TL;DR: In general I believe that, all other things being equal there will be a sampling frequency beyond which no benefit will be seen. That sampling frequency will almost certainly be less than 96kS/s. I would personally think that it is far closer to 44.1kS/s for the vast majority of us.
In general for a given sampling rate (fs), a digital to analogue conversion will re-create the original analoge (audio) signal for frequencies up to fs/2 but it will also add reconstruction artifacts at frequencies above fs/2. These reconstruction artifacts, will, if allowed to propagate through your amplification stages, do your speakers or headphones no good whatsoever (but you wont be able to hear anything until your speakers fail). As a consequence, after the actual digital to analogue conversion, there is always an analogue low pass filter present in a DAC to remove these unwanted artifacts.

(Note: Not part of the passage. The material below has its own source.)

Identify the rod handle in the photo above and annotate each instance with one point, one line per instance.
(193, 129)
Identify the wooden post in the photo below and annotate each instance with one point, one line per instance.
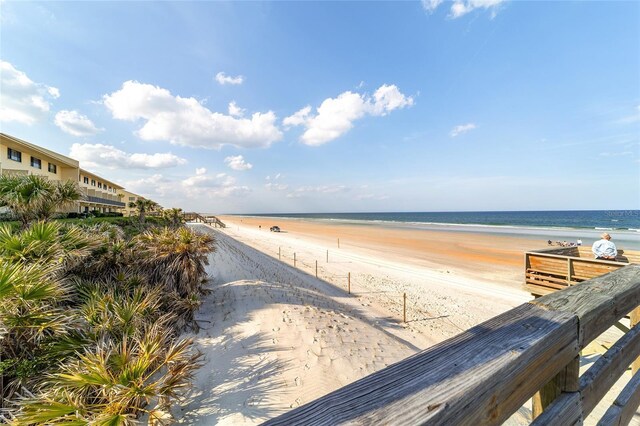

For red book CD (fs = 44.1kS/s), this analogue low pass filter has to have an exceptionally sharp cutoff frequency in order to preserve all of the audible signal. Thus, if we accept that the limit of human hearing is 20kHz (although that is too high for most of us), a perfect filter for red book would have to go from pass at 20kHz to 100% rejection in the region above 22.05kHz. This sounds like it might be quite a lot of room (2.05kHz) - but in actuallity this is just one tone of the western musical scale (in other words the difference between an A and a B on the musical scale or the notes produced by two white keys on a piano keyboard that are separated by a single black key) which makes this a very demanding filter requirement indeed.

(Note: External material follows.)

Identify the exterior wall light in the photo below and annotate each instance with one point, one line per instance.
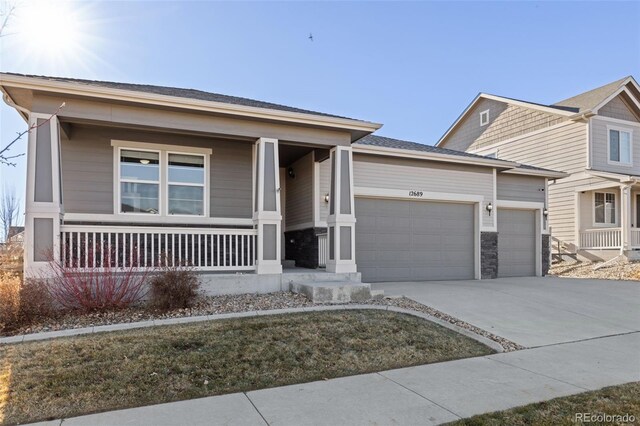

In practise, the filter used will not be perfect and will, itself, introduce one or more of the following artifacts:
- Start cutting off frequencies that are in the (extreme high) audible range - at least for those of use with very good and very young ears.

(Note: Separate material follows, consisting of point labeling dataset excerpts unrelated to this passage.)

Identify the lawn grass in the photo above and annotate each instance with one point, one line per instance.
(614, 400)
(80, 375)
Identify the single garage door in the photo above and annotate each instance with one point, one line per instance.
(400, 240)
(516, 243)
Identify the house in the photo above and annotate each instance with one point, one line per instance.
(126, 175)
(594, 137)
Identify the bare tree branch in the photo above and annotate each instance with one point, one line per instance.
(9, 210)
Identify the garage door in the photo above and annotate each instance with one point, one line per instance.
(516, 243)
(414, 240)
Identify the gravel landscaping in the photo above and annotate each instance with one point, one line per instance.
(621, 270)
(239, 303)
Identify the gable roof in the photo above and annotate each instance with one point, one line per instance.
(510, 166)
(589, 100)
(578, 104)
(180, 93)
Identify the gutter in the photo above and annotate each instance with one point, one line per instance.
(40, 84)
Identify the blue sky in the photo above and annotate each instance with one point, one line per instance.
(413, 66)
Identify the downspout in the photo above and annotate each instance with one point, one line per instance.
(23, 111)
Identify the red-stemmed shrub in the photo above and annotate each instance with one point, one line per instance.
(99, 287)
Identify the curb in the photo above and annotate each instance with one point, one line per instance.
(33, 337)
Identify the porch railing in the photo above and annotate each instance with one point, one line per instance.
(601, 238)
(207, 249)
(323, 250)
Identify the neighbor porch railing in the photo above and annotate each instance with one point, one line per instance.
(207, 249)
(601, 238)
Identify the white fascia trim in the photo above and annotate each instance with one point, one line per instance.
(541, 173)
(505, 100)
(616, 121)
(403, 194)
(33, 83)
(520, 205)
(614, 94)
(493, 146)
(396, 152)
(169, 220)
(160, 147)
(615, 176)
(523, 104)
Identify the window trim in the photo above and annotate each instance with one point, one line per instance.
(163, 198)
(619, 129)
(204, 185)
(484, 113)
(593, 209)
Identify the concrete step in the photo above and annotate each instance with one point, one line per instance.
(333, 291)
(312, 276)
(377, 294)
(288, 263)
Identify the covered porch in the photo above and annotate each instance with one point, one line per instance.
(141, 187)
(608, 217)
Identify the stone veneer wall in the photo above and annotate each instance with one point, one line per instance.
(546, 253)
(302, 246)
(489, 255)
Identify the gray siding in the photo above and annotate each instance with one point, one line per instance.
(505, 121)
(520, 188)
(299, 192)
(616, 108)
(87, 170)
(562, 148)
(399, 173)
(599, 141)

- Allow some reconstruction artifacts (frequencies higher than fs/2) to propate.
- Have a non-flat frequency response in the audible range.
- Have a non-linear phase response (meaning that different signal frequencies get delayed by different amounts).
It is a matter of debate as to whether all of these filter artifacts will be audible. It would certainly be possible to imagine (1) and (3) being audible for some people. I think the consensus is that (2) would not be audible. The audibility of (4) is very uncertain - my knowledge in this area is a bit thin but I believe, in general, human hearing is not sensitive to phase but there may be some secondary affects related to the presence of multiple frequencies that could conceivably be audible.
However, if you use fs = 96kS/s, then the reconstruction artifacts (which start from fs/2 = 48kHz) is a long way (> 1 octave) away from any audible frequency. Thus an analogue low pass filter with a much gentler cutoff can be used and this allows hardware designers to choose filters with much better characteristics in the audible range (more appropriate cutoff frequency, better [flatter] frequency response and more linear phase response).
In principle, higher still sampling rates (fs = 196kS/s and beyond) gives even more lattitude to the hardware designer to design a very good analogue filter - but as with everything it is a law of diminishing returns both in terms of the hardware designers ability to design better filters and the listeners ability to hear the difference.
As a consequence of this, I can believe that it may be possible for some people to tell the difference between RedBook CD and 96kS/s sampling rates. However, even 48kS/s gives more room for filter design and so it would be quite possible for those that can hear the difference between 44.1kS/s and 96kS/s could not so easily tell the difference between 48kS/s and 96kS/s.
Edit: Repositioned TLDR
Edit 2: Removed references to quantisation noise/artifacts and replaced with ‘reconstruction artifacts’ to address the point made by @WiWavelength below.